Inside Out Outside Edition

This past summer, Pixar’s Inside Out really turned on the waterworks for people of all ages, and the film has ended up on a lot of year-end Top 10 lists for the films of 2015 (including some of ours coming this week). It should come as no surprise that the movie about feelings really gets our own feelings stirring, but what might be a little surprising is that Inside Out without the feelings will still deliver a bit of an emotional gut punch.

A University of Utah film student has put together an Inside Out Outside Edition that uses only the scenes outside of Riley’s mind, without the feelings to let us know what’s going inside her head. And you might be amazed at how well these scenes still work. Check it out below!

Here’s Inside Out: Outside Edition from Jordan Hanzon (via EW):

The magazine calls attention to co-director Pete Docter’s inspiration to make Inside Out, which came from his daughter Ellie.
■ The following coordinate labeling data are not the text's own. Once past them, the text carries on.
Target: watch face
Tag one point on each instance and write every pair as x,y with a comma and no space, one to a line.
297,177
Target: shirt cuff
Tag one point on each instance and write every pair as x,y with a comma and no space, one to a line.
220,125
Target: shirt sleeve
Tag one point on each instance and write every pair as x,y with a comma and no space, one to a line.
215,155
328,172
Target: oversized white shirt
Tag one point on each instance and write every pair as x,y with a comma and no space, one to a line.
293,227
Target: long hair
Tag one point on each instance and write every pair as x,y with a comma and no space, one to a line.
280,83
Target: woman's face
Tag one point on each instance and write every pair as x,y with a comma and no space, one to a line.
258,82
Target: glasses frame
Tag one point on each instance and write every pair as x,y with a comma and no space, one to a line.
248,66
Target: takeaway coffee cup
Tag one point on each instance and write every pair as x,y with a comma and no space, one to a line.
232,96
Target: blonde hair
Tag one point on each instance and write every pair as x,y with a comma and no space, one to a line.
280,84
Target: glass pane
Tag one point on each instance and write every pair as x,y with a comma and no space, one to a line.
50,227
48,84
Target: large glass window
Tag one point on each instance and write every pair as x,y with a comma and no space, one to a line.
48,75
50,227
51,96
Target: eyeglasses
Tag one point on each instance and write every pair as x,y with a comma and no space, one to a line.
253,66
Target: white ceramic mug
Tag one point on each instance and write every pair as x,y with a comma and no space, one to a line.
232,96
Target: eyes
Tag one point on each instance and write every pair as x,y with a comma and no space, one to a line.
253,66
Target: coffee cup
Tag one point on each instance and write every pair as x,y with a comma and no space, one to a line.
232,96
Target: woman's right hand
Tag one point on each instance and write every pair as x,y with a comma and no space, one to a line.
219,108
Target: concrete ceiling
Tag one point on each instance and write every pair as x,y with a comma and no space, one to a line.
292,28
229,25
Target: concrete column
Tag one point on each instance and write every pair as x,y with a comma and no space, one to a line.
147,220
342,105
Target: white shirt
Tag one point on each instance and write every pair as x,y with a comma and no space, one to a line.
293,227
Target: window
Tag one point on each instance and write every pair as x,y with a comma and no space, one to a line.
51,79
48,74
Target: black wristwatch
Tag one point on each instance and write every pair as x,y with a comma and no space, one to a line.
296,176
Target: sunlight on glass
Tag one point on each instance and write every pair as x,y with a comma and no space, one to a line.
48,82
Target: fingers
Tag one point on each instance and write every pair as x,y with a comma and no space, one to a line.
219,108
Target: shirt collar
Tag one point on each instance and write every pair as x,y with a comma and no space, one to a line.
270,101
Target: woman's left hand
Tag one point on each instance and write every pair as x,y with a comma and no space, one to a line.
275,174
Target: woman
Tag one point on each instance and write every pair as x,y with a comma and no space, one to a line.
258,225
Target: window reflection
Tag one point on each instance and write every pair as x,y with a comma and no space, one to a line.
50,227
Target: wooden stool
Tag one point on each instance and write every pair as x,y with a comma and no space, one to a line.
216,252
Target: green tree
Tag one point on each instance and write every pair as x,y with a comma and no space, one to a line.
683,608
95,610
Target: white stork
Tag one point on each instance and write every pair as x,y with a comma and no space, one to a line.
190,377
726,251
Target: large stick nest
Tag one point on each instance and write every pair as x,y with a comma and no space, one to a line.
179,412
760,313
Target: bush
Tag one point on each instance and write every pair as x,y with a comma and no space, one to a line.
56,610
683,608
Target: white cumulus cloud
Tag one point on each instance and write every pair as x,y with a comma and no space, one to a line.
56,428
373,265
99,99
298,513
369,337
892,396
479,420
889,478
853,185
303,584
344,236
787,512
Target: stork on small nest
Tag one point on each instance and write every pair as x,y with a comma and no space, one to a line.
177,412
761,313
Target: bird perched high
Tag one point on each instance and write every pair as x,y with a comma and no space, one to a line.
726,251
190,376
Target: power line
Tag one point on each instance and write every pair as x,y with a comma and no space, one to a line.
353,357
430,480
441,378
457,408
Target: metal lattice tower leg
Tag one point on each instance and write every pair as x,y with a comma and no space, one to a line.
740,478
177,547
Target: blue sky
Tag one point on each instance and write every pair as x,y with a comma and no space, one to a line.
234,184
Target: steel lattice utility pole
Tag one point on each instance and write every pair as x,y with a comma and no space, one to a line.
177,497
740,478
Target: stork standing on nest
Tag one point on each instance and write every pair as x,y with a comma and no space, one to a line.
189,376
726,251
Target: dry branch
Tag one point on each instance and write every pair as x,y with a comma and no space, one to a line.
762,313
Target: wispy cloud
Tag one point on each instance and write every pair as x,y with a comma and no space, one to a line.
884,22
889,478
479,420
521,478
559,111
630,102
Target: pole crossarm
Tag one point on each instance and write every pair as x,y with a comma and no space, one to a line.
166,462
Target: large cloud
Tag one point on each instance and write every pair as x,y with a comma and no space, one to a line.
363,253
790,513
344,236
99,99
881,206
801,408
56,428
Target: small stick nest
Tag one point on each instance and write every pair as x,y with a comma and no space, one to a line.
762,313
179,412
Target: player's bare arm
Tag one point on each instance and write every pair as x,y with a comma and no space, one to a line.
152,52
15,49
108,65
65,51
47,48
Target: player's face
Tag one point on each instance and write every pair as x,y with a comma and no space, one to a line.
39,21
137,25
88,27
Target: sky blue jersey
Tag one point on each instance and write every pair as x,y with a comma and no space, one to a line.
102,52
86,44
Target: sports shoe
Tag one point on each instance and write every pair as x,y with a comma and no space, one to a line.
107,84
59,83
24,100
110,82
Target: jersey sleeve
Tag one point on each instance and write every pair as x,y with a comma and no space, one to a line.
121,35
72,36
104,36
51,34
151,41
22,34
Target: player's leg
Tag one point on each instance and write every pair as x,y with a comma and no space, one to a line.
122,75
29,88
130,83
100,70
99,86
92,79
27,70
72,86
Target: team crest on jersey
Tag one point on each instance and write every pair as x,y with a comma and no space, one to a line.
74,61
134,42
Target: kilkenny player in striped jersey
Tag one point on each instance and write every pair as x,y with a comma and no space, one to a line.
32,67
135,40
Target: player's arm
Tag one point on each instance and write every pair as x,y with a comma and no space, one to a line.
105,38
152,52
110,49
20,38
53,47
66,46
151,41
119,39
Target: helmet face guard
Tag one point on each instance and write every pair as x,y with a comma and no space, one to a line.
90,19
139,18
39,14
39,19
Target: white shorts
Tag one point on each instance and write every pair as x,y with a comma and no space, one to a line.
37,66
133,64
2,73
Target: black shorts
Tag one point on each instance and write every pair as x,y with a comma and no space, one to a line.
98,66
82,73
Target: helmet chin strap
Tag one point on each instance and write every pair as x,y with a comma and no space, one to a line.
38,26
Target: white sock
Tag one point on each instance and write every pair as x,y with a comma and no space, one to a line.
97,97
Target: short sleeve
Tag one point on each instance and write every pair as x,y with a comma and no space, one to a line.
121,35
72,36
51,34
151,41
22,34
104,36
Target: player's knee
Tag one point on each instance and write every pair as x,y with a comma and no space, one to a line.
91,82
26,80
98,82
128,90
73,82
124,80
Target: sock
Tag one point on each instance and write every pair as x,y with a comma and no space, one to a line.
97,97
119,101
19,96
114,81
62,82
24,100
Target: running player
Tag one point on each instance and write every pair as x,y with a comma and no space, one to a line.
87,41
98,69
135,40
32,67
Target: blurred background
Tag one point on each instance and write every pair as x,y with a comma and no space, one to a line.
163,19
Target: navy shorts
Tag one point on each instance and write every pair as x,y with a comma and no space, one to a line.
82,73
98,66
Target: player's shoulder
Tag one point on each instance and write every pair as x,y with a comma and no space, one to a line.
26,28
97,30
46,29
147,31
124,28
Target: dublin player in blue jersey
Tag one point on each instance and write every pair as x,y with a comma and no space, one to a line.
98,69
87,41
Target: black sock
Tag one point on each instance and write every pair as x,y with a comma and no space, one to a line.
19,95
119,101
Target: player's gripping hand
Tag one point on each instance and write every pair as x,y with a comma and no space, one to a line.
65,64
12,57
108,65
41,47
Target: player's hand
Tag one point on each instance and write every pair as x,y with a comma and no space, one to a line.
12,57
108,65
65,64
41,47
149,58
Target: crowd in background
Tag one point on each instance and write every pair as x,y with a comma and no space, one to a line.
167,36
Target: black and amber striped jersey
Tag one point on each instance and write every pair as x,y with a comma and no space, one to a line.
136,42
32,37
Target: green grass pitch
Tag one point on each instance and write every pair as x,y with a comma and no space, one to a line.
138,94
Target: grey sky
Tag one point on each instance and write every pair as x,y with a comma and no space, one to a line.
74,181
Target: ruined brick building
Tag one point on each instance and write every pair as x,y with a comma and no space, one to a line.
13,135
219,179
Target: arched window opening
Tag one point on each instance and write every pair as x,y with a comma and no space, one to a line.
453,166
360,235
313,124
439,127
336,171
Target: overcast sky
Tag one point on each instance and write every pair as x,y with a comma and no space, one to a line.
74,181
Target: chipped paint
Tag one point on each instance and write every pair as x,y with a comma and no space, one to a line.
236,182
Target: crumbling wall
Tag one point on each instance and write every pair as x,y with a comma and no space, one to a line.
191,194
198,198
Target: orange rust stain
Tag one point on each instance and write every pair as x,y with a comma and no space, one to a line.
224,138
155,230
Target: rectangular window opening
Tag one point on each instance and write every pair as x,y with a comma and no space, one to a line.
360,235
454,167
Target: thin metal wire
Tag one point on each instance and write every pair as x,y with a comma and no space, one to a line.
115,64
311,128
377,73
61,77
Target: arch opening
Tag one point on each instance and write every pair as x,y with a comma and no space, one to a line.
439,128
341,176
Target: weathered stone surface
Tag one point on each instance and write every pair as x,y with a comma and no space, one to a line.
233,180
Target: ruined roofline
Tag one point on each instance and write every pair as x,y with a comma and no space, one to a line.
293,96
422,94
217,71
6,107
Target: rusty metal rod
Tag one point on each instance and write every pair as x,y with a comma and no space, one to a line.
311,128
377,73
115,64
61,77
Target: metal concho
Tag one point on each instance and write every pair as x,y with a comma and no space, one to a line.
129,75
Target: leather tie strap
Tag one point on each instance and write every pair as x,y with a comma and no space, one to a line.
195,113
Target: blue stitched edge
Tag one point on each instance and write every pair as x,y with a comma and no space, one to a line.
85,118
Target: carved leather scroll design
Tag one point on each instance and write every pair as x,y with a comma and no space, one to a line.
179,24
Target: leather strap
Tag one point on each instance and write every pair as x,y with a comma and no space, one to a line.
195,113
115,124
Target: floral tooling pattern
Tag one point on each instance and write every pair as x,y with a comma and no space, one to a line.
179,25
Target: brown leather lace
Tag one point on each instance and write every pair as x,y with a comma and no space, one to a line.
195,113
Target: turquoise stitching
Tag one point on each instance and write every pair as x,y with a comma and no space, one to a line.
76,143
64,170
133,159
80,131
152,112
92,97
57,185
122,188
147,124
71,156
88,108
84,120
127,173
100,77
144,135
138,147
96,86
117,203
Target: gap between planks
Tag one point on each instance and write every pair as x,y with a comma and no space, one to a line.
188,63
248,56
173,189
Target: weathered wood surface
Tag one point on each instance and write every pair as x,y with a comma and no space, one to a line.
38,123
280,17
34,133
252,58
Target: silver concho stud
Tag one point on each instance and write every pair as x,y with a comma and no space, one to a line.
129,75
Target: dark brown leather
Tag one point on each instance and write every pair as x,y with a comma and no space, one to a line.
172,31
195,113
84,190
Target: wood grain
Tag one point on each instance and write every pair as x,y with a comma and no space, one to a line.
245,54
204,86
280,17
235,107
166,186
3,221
Docter says his daughter went from being a mischievous little girl to being very quiet and reserved when she came into her pre-teen years, prompting him to say “Wow, that’s so unlike her, what’s going on her brain?”

And when you’re watching Inside Out unfold without the emotions to really key you into what’s going on inside her head, you’re left wondering what’s bothering Riley, just like her parents. It’s not exactly a big mystery since we know that the family just moved to San Francisco, and that can be hard on any kid, but when you see some of these scenes strung together, it really illustrates what the roller coaster of emotions can be like from time to time.

And while we’re on the subject of Inside Out, writer Jason Bailey at Flavorwire has dissected a scene from the film that he believes kept the movie from being great enough to make his year-end list. This is the scene in question:

As Bailey notes in his article on the matter:

“It traffics in the most tiresomely retro notions of gender roles, up to and including a goddamn toilet seat joke, operating under the assumption that all grown men are obsessed with sports and all women are obsessed with men from the covers of Harlequin Romances.”

Personally, I think the movie overcomes the shortcomings of this scene in the long run, but his criticism is certainly valid. It’s almost as if Pixar took the easy way out for the parents’ emotions so they wouldn’t have to get too complex with how adult emotions work. This is a kids movie after all, but as Bailey also notes, “The point is, this is a kid’s movie, and these things influence the way those youngest of audiences see the world around them.”